4.2 Feature Selection for SWE Prediction Models#

Criteria for selecting features in SWE prediction models, Techniques and tools used for feature selection

  • Filtering: Select only the relevant columns needed for SWE prediction, such as weather conditions, geographic features, and snowpack measurements.

  • Renaming: Streamline column names for consistency and clarity (e.g., changing “Snow Water Equivalent (in) Start of Day Values” to “swe_value”).

save the final data into csv file.

import dask.dataframe as dd
input_csv = '../data/model_training_data.csv'
# List of columns you want to extract
selected_columns = ['date', 'lat', 'lon', 'etr', 'pr', 'rmax',
                    'rmin', 'tmmn', 'tmmx', 'vpd', 'vs', 
                    'elevation',
                    'slope', 'curvature', 'aspect', 'eastness',
                    'northness', 'Snow Water Equivalent (in) Start of Day Values']
# Read the CSV file into a Dask DataFrame
df = dd.read_csv(input_csv, usecols=selected_columns)

df = df.rename(columns={"Snow Water Equivalent (in) Start of Day Values": "swe_value"})

# Replace 'output.csv' with the desired output file name
output_csv = '../data/model_training_cleaned.csv'

# Write the selected columns to a new CSV file
df.to_csv(output_csv, index=False, single_file=True)
['/Users/vangavetisaivivek/research/swe-workflow-book/book/data/model_training_cleaned.csv']
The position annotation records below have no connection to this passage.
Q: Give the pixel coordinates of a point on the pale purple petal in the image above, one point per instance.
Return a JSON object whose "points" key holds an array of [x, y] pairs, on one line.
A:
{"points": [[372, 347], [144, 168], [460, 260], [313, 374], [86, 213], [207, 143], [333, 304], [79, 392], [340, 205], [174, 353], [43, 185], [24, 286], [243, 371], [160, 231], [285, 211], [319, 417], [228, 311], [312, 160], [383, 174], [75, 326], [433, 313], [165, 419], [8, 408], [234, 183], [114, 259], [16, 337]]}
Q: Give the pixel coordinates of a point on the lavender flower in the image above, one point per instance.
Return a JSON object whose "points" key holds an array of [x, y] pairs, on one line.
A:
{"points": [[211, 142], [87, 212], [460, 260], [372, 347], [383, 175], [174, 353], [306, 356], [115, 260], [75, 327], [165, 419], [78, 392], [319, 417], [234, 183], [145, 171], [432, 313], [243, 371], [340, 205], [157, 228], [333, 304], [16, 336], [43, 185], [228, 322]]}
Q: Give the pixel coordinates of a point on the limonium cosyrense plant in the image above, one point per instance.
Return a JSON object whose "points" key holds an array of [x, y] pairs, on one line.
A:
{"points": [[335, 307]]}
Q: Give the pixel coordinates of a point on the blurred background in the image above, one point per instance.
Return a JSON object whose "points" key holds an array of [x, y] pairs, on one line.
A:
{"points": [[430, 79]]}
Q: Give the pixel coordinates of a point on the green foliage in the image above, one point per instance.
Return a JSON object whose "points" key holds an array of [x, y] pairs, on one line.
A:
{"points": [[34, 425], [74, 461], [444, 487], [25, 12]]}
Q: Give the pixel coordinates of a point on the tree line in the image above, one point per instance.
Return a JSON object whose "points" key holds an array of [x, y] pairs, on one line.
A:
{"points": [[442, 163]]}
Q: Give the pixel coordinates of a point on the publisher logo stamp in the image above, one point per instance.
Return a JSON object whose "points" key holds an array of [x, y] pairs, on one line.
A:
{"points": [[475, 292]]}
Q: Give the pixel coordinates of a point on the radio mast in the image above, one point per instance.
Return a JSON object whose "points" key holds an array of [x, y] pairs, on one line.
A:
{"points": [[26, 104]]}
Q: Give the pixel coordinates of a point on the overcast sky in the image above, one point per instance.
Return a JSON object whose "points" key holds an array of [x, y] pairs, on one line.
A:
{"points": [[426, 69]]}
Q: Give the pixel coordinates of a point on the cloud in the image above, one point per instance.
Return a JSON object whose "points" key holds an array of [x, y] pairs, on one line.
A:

Major environmental factors that affect the swe and required to train the models are date, location which includes latitude and longitude, etr (Evapotranspiration), pr (Precipitation), rmax (Maximum Relative Humidity), rmin (Minimum Relative Humidity), tmmn (Minimum Temperature), tmmx (Maximum Temperature), vpd (Vapor Pressure Deficit), vs (Wind Speed), elevation, slope, curvature, aspect, eastness, northness.